The work is of particular importance as a witness to the late-Ming through early-Qing Tiāntái revival in the Wú region (Wúxīng, Hāngzhōu, Sūzhōu), a tradition founded by 百際昱涉 Bǎijì Yúshè (?–?) and continued by Zhìquán’s teacher 土橋新伊 Tǔqiáo Xīnyī (1580–1650) and by 文獻草 Wénxián Cǎo. This Wú Tiāntái tradition was distinct from the Tiāntáishān-based revival of Yōuxī Chuándēng (KR6d0011) and represents a parallel scholastic stream that produced substantial commentaries on the Tiāntái triple-treatise corpus. Zhìquán’s Zhèngshì is the most ambitious of these.
The original woodblocks of the Zhèngshì were lost between Zhìquán’s death (1669) and the early-Qing Tiāntái commentarial revival; the work survived only in scattered manuscript and woodblock fragments until Mǐnxī’s 1891 reprinting at the Fólǒng Zhēnjuésì made it widely available again. The Manji-zoku canon’s text is based on this 1891 reprinting.
Translations and research
- Shengyen 聖嚴. Mínmò Zhōngguó Fójiào zhī yánjiū 明末中國佛教之研究. Taipei: Dōngchū chūbǎnshè, 1987.

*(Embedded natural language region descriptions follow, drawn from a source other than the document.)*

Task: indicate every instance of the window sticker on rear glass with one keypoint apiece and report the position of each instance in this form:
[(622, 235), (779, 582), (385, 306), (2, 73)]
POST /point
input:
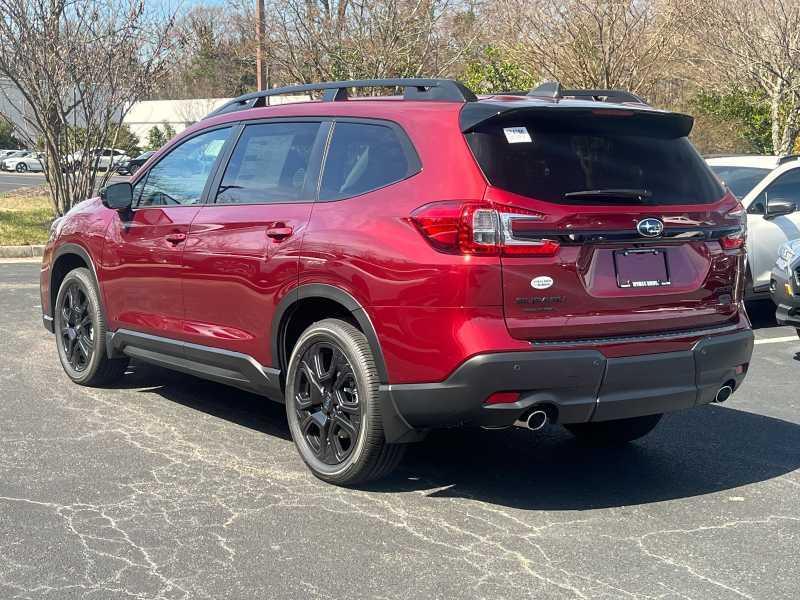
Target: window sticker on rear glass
[(517, 135)]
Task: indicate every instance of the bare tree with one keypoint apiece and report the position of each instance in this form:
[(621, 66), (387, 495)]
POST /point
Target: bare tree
[(629, 44), (755, 43), (315, 40), (80, 65)]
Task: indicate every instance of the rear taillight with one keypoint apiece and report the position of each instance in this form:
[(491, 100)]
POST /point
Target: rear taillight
[(481, 229), (736, 240), (733, 241)]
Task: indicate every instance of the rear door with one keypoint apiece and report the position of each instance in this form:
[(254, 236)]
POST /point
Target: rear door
[(632, 214), (243, 249)]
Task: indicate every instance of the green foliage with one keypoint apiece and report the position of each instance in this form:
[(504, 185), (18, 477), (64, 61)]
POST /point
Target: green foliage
[(493, 72), (7, 139), (159, 135), (747, 112)]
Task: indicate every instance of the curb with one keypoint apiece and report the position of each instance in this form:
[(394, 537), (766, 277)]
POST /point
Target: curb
[(21, 251)]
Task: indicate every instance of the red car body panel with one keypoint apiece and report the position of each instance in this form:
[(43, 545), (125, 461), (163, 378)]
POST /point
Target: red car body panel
[(234, 275), (431, 311)]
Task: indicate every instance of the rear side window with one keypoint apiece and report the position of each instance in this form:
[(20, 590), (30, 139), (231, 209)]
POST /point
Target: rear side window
[(270, 165), (364, 157), (555, 159)]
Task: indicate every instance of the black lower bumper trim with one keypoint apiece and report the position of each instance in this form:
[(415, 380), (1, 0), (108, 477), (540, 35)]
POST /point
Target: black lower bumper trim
[(577, 385)]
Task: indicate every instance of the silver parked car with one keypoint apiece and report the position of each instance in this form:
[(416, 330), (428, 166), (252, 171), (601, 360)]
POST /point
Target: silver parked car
[(769, 189), (31, 161)]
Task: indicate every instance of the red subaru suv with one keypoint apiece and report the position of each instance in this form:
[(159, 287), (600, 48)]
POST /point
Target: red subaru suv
[(389, 265)]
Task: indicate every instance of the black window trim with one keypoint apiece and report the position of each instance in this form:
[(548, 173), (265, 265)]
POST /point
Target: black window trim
[(412, 157), (315, 161), (234, 133)]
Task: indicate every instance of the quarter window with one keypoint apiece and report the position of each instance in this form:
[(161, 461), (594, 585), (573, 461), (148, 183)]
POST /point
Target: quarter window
[(361, 158), (270, 164), (179, 177)]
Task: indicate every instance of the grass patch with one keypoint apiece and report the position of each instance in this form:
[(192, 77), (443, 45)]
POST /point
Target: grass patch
[(25, 217)]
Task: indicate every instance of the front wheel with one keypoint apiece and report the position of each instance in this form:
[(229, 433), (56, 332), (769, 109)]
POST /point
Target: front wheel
[(81, 330), (614, 433), (332, 406)]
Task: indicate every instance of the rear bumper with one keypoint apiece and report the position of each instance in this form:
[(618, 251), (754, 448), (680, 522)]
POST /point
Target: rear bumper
[(577, 385)]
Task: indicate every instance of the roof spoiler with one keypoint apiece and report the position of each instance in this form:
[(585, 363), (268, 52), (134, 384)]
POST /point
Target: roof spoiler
[(629, 122)]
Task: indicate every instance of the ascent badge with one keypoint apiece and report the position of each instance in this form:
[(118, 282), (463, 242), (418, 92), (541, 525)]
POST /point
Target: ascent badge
[(542, 282)]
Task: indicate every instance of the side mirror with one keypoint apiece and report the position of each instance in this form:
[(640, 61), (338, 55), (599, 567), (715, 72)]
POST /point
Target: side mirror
[(117, 196), (777, 207)]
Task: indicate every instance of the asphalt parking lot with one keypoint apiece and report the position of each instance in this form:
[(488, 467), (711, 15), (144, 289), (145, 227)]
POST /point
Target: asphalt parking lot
[(171, 487)]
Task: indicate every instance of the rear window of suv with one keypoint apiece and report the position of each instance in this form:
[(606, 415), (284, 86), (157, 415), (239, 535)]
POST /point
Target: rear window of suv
[(555, 159)]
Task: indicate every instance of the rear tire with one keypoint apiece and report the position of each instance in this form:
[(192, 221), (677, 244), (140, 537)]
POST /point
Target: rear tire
[(614, 433), (332, 406), (80, 328)]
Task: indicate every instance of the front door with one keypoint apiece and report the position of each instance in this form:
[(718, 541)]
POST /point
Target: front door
[(142, 255), (242, 254)]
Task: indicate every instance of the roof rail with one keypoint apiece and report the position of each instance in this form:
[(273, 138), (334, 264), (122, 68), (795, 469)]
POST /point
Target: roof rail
[(553, 90), (413, 89)]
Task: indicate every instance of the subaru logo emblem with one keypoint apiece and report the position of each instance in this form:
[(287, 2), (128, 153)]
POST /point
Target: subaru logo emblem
[(650, 227)]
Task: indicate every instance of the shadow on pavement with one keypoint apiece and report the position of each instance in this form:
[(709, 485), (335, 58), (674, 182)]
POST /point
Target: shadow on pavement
[(762, 314), (693, 452), (690, 453), (222, 401)]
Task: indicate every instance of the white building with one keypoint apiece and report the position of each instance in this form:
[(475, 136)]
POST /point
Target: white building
[(180, 114)]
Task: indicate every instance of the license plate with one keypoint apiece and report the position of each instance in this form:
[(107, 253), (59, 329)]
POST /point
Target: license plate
[(641, 267)]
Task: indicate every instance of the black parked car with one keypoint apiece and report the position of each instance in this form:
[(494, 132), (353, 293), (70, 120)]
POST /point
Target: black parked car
[(785, 284), (129, 167)]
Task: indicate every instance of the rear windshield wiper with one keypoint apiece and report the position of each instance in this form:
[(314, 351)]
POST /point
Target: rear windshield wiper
[(610, 193)]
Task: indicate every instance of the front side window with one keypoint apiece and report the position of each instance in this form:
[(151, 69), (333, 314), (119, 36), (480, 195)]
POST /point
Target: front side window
[(270, 164), (361, 158), (179, 177)]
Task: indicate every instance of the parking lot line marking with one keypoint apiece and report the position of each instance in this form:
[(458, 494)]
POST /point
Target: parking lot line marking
[(788, 338)]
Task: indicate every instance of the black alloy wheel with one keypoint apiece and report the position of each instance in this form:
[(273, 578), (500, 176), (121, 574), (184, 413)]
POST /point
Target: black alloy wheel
[(80, 328), (333, 405), (77, 328), (327, 403)]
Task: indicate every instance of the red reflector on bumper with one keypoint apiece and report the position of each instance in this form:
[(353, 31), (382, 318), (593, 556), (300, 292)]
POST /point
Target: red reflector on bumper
[(502, 398)]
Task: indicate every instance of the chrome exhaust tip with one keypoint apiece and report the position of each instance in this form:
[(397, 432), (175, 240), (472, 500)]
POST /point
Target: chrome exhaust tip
[(723, 393), (536, 420)]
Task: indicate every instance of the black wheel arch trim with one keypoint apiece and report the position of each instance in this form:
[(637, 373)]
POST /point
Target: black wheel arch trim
[(83, 253), (395, 427), (328, 292)]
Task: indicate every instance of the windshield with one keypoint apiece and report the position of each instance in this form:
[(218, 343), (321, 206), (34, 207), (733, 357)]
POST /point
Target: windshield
[(593, 161), (740, 180)]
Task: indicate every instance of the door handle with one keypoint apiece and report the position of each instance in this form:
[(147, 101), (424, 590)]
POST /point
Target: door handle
[(279, 232), (176, 238)]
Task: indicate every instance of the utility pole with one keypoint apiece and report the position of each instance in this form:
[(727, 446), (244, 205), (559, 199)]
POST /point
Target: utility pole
[(261, 71)]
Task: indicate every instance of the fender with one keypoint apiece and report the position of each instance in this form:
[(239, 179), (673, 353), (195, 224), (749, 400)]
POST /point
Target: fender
[(329, 292), (71, 248)]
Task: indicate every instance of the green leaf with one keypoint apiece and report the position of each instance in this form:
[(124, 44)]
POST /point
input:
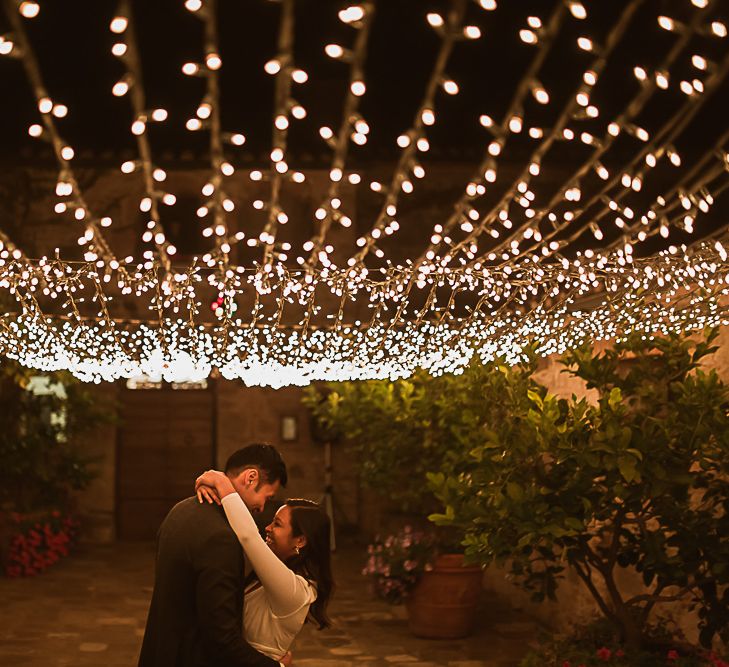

- Shi Hengqing 釋恆清. Fóxìng sīxiǎng 佛性思想. Taipei: Dōngdà túshū, 1997.
- Yan Yaozhong 嚴耀中. Jiāngnán Fójiào shǐ 江南佛教史. Shanghai: Shànghǎi rénmín chūbǎnshè, 2000. (For the Wú Tiāntái revival.)
- Yang Cengwen 楊曾文. Mínqīng Fójiào tōngshǐ 明清佛教通史. Beijing: Zhōngguó shèhuì kēxué chūbǎnshè, 2018.
Other points of interest
The thirty-year delay between Mǐnxī’s solicitation in the Xiánfēng era and his eventual completion of the reprinting in 1891 — a span that overlapped with the Tàipíng rebellion’s devastation of southern monastic infrastructure — is itself a small historical document of late-Qīng monastic publishing under conditions of social and economic disruption. Mǐnxī’s preface attests that even fundamental Tiāntái texts were at risk of being lost in this period, and his completion of the project was an act of conscious preservation against the broader institutional crisis of late-Qing Buddhism.